We've got to find the area of each triangle (not too bad because we know that each has sides $\cos \theta$ and $\sin \theta$), and we want the sector of the circle. Brilliantly, the angles at the origin work out so that the sector is one-quarter of a circle (the angle at the centre is $90^\circ$). So the area of $A$ is $\frac{\pi}{4}+\sin\theta\cos\theta$.

(iii) The relationship between $\sin^2\theta$, $\cos^2\theta$, and $\sin\theta\cos\theta$ is that they're all things that come up when you square $(\sin\theta+\cos\theta)$. Squares are positive so $\sin^2\theta+2\sin\theta\cos\theta+\cos^2\theta\geq 0$. Now substitute in $\sin^2\theta+\cos^2\theta=1$ and rearrange... wait a minute, I've proved that $\sin\theta\cos\theta \geq -\frac{1}{2}$. That's not what I wanted! After checking my work for minus sign errors, I realise that I could instead make these things by squaring $(\sin\theta-\cos\theta)$; that would give me $\sin^2\theta-2\sin\theta\cos\theta+\cos^2\theta\geq 0$ which rearranges to $\sin\theta\cos\theta\geq \frac{1}{2}$.

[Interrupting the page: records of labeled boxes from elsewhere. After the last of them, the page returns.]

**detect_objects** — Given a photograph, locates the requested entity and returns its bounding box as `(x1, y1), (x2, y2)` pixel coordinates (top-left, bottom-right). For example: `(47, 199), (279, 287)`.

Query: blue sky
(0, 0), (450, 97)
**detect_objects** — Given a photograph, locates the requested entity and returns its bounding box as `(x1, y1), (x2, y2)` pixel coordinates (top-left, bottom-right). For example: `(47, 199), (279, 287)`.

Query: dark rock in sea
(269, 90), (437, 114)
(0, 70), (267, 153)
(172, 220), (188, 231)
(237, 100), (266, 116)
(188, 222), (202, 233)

(iv) We can make this fraction big by making $A$ large and $B$ small. Since $A+B$ is fixed, these things both happen at the same time, and since $A=\frac{\pi}{4}+\sin\theta\cos\theta$, we know from the previous part that it's maximised when $\sin\theta\cos\theta=\frac{1}{2}$ (this happens for $\theta=45^\circ$). At that value of $\theta$, $A$ is $\frac{\pi}{4}+\frac{1}{2}$ and $B$ is $\frac{\pi}{2}-A=\frac{\pi}{4}-\frac{1}{2}$, and the fraction in the question is \[\frac{\pi+2}{\pi-2}.\]

Reflection

In the long MAT question, I accidentally proved that $\sin\theta\cos\theta\geq-\frac{1}{2}$, which is true but not the thing in the question. Don't give up if this happens to you; maybe you can modify your proof or starting conditions to get to the thing you want.
We had to sketch a curve in the long MAT question. There's a session coming up (the one after next) where we'll look at more strategies for sketching a curve.
In the multiple-choice question with the inequalities, it was helpful (helpful to me at least) to split the range into different sections where I could say something in particular about $\tan x$ in each section.
The other two multiple-choice MAT question had a function that was secretly a quadratic when expressed in terms of a different variable (for example, we could write $u=\cos^2x$ in first question). Spotting the quadratic was good, because it meant that we got to use our knowledge of quadratics. But we've got to be careful when we check the consequences for the original variable. Things would have been quite different if the function had turned out to be $(2\cos^2x -3)^2+3$, because the term inside the brackets is never zero (it's $-1$ or less).